ABSTRACT

The advent of social media has changed the way customers and organisations interact. Customers have transformed from passive recipients of marketing content, to active participants in the brand message. While the traditional marketing communications paradigm is characterised by a high degree of managerial control and one-way brand messages, customer interactions with the brand and with each other through social media results in brand-related dialogues regarding which managers have little direct control in terms of the content, timing and frequency (Mangold and Faulds, 2009). Social media sites provide an ideal platform for brand-related advocacy (Chu and Kim, 2011; Riegner, 2007), customer-led content generation (Vivek, Beatty, and Morgan, 2012), and customer-to-customer interaction (Heller Baird and Parasnis, 2011).

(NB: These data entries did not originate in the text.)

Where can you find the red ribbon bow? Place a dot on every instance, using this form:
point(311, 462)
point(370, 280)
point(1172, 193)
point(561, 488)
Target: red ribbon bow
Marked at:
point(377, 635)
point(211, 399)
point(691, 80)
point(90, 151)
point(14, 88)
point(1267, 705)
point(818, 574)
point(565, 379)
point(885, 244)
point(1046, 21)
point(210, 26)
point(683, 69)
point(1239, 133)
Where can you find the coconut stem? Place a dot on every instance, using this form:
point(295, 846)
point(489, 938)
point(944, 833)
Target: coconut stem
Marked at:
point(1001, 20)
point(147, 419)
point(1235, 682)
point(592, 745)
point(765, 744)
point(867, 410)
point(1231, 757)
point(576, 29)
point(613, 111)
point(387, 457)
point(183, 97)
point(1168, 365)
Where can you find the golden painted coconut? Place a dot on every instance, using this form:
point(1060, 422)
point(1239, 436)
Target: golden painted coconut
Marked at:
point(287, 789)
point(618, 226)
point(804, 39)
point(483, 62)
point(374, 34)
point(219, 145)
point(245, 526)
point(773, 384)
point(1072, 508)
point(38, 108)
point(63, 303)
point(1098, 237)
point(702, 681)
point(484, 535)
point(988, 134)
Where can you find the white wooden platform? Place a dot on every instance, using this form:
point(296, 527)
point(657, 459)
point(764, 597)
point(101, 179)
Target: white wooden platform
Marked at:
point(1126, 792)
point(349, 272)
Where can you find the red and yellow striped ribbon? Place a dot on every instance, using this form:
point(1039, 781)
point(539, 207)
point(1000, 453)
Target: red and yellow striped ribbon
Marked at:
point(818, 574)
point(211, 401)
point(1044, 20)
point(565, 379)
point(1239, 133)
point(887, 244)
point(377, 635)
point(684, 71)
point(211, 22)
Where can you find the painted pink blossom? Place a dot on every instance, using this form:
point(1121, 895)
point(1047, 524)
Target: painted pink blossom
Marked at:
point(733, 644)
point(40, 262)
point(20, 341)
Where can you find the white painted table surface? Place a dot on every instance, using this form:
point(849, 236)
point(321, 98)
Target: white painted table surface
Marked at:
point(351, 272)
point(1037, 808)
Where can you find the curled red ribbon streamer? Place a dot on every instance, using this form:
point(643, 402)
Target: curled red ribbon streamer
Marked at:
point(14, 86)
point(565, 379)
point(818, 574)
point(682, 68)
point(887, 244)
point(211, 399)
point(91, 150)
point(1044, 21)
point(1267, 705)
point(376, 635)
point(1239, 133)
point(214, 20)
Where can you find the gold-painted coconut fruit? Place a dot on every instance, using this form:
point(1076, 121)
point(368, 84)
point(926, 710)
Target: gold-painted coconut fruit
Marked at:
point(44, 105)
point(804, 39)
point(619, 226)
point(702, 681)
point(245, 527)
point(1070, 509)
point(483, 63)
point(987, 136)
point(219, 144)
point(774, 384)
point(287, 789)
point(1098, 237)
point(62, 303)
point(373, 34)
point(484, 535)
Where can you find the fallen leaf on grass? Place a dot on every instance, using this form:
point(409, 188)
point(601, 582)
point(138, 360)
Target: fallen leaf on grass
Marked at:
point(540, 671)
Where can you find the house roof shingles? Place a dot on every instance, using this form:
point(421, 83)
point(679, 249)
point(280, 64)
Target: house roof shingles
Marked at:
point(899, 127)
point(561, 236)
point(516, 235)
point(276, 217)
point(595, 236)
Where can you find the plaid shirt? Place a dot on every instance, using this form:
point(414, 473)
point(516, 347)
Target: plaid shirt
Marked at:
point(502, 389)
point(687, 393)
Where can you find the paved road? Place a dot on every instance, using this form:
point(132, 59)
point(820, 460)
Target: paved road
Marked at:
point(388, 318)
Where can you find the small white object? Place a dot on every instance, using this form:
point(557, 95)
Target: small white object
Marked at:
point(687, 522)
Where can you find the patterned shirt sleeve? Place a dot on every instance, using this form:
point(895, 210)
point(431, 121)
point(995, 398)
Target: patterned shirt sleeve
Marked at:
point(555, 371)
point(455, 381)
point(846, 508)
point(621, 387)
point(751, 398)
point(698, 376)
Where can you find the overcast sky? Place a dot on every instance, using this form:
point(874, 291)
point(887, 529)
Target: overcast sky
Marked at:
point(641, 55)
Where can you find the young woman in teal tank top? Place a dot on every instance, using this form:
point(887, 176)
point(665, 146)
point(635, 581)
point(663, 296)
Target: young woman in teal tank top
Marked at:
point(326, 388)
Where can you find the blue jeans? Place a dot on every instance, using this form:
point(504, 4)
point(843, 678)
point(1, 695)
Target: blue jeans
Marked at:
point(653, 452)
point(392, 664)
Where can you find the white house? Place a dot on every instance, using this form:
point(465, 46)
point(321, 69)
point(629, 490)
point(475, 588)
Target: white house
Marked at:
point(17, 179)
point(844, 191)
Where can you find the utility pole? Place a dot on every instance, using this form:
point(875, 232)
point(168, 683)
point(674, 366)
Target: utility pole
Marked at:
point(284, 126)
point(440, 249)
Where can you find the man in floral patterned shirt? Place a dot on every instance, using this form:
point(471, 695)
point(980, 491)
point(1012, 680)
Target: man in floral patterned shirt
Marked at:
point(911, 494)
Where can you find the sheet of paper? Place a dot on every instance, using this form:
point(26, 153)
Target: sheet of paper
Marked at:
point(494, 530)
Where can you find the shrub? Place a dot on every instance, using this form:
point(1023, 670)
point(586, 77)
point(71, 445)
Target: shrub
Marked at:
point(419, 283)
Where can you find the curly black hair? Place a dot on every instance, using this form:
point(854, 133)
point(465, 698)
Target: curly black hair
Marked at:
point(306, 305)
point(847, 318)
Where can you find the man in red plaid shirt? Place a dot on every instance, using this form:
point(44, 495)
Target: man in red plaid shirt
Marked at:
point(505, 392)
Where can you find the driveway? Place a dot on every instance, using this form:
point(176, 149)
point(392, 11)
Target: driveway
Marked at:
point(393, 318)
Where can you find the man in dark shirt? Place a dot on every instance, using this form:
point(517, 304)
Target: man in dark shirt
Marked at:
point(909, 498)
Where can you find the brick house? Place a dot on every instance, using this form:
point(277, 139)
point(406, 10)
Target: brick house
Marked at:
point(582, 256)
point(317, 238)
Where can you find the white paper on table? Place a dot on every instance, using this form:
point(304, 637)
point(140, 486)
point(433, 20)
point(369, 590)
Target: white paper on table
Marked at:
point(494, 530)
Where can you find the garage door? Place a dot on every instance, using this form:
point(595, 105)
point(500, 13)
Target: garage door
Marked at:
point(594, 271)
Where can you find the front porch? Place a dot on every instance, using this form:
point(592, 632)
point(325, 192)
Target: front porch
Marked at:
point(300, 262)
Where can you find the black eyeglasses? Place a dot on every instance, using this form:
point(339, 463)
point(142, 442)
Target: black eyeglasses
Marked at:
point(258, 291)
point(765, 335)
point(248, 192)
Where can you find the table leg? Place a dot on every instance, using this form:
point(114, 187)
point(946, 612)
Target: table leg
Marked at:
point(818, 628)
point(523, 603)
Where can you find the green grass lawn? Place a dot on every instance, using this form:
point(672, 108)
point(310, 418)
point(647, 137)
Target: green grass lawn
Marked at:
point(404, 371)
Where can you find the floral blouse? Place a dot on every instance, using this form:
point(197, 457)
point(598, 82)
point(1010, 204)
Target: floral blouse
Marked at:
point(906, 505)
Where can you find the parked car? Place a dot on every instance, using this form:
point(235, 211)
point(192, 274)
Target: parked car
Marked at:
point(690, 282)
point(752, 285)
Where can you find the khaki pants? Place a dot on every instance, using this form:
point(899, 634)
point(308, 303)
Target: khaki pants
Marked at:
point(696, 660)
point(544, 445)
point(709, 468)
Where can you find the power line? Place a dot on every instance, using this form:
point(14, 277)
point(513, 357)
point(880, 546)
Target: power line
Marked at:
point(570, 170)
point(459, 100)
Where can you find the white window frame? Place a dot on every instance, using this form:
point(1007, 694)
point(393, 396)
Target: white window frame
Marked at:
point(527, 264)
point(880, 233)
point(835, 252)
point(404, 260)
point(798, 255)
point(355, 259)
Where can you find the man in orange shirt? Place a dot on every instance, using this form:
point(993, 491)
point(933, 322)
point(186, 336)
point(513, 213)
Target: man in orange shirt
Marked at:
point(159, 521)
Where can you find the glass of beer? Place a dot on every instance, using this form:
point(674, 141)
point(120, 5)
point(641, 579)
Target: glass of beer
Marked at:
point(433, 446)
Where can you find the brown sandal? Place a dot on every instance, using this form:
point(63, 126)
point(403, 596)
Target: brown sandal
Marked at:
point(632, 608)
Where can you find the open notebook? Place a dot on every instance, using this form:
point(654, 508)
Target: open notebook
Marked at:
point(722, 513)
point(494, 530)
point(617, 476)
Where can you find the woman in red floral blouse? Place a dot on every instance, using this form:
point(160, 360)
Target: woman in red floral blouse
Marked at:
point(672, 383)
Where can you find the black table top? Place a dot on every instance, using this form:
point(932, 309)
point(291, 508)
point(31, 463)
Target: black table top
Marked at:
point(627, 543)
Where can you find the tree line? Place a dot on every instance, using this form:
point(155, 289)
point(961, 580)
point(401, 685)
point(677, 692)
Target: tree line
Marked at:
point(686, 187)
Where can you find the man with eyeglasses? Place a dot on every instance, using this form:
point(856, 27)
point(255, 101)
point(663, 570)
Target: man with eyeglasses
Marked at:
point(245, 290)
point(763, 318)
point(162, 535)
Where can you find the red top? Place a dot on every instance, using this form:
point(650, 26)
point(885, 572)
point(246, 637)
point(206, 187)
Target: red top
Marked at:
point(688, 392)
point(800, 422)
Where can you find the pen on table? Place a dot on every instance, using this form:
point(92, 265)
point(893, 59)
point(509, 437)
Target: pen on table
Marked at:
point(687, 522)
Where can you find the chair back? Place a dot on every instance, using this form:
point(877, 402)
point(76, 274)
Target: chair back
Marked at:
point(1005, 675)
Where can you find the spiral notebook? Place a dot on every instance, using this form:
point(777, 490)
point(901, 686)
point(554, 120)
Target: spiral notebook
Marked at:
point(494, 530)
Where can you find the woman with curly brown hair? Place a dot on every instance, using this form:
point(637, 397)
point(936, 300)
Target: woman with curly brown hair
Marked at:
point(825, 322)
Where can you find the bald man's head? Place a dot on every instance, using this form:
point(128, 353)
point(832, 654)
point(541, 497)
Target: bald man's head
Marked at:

Organisations are increasingly recognising and utilising this opportunity, with more than 15 million brands registered with the social media site Facebook (Koetsier, 2013) As businesses seek to communicate with customers through the social medium more effectively, it offers a significant research area for scholars to better anticipate and understand consumer engagement in online social groups and subsequent brand-related behaviours (Pagani, Hofacker, and Goldsmith, 2011; Pelling and White, 2009). This chapter seeks to provide a deeper understanding of the engagement behaviours customers exhibit on social media, through the identification and explanation of different types of engagement behaviour in this forum.